Das erste Projekt mit dem Titel „Frankens Mehrregion erstrahlt“ hat das Ziel, die touristische Attraktivität der Region zu steigern. Die Landesgartenschau 2027 in Bad Windsheim soll dabei als Impulsgeber für die regionale Tourismusentwicklung dienen. Dies bietet eine hervorragende Gelegenheit, um das Profil der Region zu schärfen.

Nachhaltige Entwicklung und moderne Lösungen

Das zweite Projekt, „Frankens Mehrregion blüht auf“, legt den Fokus auf die nachhaltige Weiterentwicklung der touristischen Infrastruktur. Hierbei sollen insbesondere Familien, Radfahrer und Wanderer in den Mittelpunkt gerückt werden. Geplant sind infrastrukturelle Verbesserungen sowie die Umsetzung innovativer digitaler Lösungen, um die Region noch attraktiver zu gestalten.

Seit 2010 koordiniert das Regionalmanagement Neustadt an der Aisch-Bad Windsheim zahlreiche Projekte und arbeitet dabei eng mit der Wirtschaft, der Verwaltung, der Politik und Fachstellen zusammen. Dies zeigt das große Engagement der Region, um die Lebensqualität zu erhöhen und gleichzeitig die touristischen Angebote zu erweitern.

Grüne Zukunft durch die Landesgartenschau 2027

Ein ganz besonderes Augenmerk liegt auf der geplanten Landesgartenschau in Bad Windsheim. Der Startschuss für die Bauarbeiten fällt am 28. Juli 2025. Unter dem Motto #heilsam will die Gartenschau mehr Grün in die Stadt bringen und das Klima durch Bäume als natürliche Klimaanlagen verbessern. Umweltminister Thorsten Glauber hebt die Bedeutung der Gartenschau für die gesamte Region Mittelfranken hervor, insbesondere in Bezug auf Klimaanpassung, Versickerung und Wasserspeicherung, wie stmuv.bayern.de berichtet.

Die Entwicklung des Gartenschaugeländes schließt den bestehenden Kurpark und angrenzende Kurkliniken mit ein und wird eine dauerhafte Grün- und Erholungsanlage schaffen. Dabei können bis zu 6 Millionen Euro vom Umweltministerium bereitgestellt werden, ergänzt durch EU-Mittel von bis zu 4,8 Millionen Euro.

Insgesamt zeigt sich, dass Bayern seit 1980 über 83 Millionen Euro in Landesgartenschauen investiert hat und dadurch rund 550 Hektar Grünflächen neu geschaffen wurden.
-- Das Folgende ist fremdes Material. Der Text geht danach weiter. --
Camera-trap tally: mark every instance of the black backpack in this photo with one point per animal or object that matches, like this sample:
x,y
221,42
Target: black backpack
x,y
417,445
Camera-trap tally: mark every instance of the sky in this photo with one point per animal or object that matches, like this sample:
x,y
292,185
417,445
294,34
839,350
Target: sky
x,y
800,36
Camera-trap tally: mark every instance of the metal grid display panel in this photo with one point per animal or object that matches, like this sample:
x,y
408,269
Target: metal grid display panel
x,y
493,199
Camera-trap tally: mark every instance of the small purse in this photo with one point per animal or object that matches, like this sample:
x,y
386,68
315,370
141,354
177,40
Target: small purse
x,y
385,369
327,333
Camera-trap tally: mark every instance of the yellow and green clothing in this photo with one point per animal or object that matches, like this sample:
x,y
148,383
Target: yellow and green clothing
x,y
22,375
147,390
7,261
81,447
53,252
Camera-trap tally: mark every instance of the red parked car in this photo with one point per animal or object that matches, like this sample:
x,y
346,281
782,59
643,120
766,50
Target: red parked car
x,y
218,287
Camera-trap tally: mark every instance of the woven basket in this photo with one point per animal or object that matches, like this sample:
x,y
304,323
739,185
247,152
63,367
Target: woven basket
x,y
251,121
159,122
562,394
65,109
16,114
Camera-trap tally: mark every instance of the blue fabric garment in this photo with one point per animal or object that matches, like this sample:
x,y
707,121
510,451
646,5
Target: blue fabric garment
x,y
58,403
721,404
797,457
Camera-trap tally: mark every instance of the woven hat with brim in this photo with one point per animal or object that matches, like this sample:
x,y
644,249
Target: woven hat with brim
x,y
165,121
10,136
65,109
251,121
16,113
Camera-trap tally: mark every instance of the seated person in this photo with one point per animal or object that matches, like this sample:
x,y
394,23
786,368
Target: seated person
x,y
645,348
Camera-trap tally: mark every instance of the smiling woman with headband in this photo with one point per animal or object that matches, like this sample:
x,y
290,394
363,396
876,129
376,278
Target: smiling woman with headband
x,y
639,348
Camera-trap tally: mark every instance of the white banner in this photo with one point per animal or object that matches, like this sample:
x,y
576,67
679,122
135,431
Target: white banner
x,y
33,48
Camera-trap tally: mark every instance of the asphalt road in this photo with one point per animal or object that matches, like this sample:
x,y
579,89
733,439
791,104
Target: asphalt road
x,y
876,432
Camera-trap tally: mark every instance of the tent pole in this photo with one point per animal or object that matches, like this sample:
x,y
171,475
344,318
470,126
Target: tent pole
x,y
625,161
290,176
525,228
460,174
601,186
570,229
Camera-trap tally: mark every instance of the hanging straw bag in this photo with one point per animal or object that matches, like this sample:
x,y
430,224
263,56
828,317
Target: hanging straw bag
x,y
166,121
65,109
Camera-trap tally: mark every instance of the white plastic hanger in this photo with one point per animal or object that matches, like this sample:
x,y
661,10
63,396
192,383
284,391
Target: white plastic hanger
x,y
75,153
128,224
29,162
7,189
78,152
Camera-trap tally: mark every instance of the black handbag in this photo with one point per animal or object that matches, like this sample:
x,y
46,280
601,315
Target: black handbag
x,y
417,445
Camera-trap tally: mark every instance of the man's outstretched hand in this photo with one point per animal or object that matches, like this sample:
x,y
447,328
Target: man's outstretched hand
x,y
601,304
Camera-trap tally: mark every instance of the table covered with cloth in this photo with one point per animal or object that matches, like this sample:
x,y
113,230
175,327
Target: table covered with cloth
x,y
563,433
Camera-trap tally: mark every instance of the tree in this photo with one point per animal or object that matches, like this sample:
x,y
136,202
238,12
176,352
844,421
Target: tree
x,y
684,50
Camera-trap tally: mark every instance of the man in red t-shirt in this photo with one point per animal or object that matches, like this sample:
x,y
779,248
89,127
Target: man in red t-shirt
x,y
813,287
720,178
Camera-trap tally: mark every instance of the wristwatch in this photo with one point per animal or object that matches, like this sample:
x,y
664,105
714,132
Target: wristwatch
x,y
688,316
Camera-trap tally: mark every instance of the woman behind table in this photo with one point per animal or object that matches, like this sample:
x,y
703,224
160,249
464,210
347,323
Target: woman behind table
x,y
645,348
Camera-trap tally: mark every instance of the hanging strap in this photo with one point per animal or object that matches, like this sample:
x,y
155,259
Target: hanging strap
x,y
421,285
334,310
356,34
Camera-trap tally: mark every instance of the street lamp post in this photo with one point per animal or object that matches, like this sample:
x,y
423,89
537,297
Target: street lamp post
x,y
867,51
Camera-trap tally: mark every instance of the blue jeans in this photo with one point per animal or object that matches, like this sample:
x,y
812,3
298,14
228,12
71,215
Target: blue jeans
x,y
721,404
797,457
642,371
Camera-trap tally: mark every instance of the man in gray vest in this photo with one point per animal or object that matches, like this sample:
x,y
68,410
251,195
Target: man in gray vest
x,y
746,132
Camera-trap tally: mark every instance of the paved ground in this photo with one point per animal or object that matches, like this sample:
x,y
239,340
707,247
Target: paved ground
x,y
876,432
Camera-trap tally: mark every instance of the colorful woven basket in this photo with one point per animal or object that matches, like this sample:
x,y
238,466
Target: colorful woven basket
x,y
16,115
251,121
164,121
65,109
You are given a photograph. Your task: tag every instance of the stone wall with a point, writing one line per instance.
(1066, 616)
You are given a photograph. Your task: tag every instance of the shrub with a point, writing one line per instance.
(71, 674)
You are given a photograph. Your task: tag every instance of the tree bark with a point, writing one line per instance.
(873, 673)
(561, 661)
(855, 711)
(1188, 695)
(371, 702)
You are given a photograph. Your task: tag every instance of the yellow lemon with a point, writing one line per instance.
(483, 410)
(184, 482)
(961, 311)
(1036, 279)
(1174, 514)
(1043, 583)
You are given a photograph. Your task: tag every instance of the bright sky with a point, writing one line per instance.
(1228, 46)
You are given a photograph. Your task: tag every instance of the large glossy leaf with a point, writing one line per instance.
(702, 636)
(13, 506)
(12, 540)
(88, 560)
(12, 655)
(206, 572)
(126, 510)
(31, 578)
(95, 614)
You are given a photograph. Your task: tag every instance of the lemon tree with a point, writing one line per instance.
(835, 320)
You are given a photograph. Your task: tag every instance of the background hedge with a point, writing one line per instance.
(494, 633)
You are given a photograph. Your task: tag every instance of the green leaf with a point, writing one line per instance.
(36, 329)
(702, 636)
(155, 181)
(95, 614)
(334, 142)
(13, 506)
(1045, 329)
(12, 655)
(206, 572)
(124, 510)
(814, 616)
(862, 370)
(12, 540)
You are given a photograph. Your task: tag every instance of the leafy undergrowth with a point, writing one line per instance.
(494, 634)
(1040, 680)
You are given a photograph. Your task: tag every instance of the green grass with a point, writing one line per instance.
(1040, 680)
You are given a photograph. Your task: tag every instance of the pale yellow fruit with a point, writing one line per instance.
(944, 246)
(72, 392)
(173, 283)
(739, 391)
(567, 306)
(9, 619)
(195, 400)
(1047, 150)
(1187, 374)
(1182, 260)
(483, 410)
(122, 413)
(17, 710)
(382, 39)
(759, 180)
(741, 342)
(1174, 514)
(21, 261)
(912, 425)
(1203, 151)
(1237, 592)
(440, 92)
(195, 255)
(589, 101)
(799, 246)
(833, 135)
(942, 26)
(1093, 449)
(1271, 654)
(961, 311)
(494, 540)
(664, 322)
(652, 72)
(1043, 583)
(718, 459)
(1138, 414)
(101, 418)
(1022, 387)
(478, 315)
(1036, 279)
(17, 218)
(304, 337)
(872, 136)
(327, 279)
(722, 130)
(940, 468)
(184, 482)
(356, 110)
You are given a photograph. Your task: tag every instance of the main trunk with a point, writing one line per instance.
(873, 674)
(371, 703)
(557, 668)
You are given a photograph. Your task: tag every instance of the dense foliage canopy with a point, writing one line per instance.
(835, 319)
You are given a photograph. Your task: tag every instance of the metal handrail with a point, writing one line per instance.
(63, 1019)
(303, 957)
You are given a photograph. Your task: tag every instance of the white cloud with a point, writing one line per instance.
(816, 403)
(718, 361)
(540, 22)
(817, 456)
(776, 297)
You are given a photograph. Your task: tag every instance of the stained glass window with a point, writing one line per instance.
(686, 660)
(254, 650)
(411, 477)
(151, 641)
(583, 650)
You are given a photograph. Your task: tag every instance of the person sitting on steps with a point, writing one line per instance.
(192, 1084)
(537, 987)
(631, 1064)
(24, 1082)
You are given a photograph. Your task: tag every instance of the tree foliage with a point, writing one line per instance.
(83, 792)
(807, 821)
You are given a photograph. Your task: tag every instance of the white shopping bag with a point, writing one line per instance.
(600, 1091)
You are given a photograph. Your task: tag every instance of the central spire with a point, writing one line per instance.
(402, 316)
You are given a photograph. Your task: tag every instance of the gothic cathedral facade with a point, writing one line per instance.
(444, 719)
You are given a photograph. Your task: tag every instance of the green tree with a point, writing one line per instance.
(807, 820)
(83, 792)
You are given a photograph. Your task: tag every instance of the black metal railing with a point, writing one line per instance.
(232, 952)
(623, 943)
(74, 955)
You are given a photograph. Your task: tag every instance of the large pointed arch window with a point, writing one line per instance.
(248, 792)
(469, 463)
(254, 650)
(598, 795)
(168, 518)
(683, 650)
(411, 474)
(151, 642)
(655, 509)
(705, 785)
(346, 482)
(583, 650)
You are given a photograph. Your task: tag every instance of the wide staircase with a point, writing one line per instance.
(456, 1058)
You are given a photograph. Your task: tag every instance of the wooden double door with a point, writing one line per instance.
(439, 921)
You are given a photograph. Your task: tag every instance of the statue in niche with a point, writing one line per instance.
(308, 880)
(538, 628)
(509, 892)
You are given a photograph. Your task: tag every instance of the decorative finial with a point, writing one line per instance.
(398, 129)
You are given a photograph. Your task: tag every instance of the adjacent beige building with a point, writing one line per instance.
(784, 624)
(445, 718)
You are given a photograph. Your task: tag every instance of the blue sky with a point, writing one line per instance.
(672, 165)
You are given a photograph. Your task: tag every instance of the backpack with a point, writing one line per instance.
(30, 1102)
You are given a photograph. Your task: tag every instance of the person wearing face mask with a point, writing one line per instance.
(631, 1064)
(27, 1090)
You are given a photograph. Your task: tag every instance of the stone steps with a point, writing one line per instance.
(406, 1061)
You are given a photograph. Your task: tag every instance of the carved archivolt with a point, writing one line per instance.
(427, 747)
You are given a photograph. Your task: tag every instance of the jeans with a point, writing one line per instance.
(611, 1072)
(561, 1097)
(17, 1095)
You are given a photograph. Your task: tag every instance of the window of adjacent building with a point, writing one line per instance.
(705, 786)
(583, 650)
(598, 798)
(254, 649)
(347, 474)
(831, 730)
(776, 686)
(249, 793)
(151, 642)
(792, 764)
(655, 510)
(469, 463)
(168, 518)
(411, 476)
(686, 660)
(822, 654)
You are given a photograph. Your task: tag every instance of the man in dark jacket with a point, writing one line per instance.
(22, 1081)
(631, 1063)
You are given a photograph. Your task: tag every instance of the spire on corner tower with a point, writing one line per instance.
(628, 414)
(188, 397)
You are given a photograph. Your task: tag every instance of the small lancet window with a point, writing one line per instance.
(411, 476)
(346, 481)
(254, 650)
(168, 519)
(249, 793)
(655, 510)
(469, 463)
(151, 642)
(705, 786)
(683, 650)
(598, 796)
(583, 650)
Dies hat über 25 Millionen Besucher zu den Gartenschauen seit 1980 gelockt, eine bemerkenswerte Zahl, die das große Interesse an solchen Veranstaltungen widerspiegelt.

Ob im ländlichen Raum oder in der Stadt, die Planung und Durchführung von Projekten wie diesen trägt wesentlich dazu bei, unser Leben zu bereichern und die Region lebenswerter zu gestalten. Und die Hoffnungen auf eine blühende Zukunft stehen in diesem Kontext sehr hoch.